The council awarded $90,000 to Blister for marketing the launch of its new Blister Summit. The ski equipment demo event will take place in February, inviting 600 attendees to test and demo ski gear and products from participating brands.
“We wanted people to come to us with brand new projects, and this is something that has the potential to grow,” said Farmer about founder Jonathan Ellsworth’s vision. “He’s already thinking five years down the road on how this project can grow and become something really phenomenal for Mt. Crested Butte.” Farmer also noted from previous conversations with Ellsworth that despite an uncertain winter, he wants to jump on the opportunity this year in order to secure the town’s spot for hosting the event.

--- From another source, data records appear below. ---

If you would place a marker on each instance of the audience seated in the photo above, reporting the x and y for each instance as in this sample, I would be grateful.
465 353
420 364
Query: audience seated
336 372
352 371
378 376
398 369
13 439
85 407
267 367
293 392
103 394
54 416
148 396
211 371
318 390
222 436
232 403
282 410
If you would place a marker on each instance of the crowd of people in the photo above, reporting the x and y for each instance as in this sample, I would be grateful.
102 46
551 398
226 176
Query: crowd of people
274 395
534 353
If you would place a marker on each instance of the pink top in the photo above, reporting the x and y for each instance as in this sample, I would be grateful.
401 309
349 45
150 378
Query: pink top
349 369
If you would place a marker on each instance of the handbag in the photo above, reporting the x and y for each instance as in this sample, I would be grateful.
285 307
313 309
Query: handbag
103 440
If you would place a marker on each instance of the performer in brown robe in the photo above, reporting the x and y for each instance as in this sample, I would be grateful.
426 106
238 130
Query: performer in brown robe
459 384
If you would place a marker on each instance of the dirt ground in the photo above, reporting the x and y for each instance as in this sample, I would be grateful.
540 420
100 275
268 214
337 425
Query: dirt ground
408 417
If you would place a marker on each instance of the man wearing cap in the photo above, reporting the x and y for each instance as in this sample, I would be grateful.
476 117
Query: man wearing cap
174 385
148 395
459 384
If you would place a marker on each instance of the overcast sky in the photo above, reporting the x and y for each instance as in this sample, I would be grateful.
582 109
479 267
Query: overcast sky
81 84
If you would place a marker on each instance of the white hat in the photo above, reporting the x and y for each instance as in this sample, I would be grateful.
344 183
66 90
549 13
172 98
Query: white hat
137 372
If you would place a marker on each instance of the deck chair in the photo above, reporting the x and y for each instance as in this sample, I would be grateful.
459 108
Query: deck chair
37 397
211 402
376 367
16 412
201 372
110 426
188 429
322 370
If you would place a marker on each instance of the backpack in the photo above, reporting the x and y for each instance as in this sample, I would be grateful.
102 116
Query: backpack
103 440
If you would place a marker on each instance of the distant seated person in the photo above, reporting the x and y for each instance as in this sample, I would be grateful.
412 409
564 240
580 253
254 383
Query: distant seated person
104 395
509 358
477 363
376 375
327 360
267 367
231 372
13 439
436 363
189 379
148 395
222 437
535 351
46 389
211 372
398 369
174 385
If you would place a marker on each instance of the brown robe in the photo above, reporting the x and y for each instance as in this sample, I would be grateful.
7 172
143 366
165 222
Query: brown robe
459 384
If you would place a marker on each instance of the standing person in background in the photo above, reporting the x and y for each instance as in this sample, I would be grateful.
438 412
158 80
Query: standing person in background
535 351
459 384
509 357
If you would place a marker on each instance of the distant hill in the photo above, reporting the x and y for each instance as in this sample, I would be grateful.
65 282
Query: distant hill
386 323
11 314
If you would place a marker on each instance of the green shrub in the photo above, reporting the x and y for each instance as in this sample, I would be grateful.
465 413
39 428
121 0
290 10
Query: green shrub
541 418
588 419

Blister is also collaborating with Eleven and Irwin Guides for backup ski options if the resort is closed due to the pandemic. Kempin expressed some concern if the lifts are closed and there’s also high avalanche danger in the backcountry. “Having been a member of SAR [Search and Rescue] for a long time, I would encourage a heads-up in communicating with those folks,” he said. “It’s quite possible local rescue crews could be stressed at that time.”
The council also awarded Blister an additional $5,000 for marketing to diverse groups. Ellsworth has contacts with the National Brotherhood of Skiers, a black skiers group the council has expressed interest in hosting to the mountain. The last time the group held their annual Black Summit at CBMR was in 1986. “I love the idea of being able to act as a bit of a liaison between the National Brotherhood of Skiers and Mt. Crested Butte…I think we’re in a good position to plant some seeds,” said Ellsworth.
“The key is to set the example for other people to start other new things up here,” said Farmer. “We’ll collect sales tax on all those purchases, which is another huge plus to this.”
“It’s a local guy living in Mt. Crested Butte, with an office in Mt. Crested Butte, bringing people in on a non-busy time, which is what we’re trying to do,” said Bacani. “This is exactly what admissions tax is for.”
“This is exactly the type of event that gets me excited in the admissions tax grant arena,” said council member Steve Morris. “The more we can kick-start events like this, the better.”
The council awarded a total of $397,590 in admissions tax grant funds.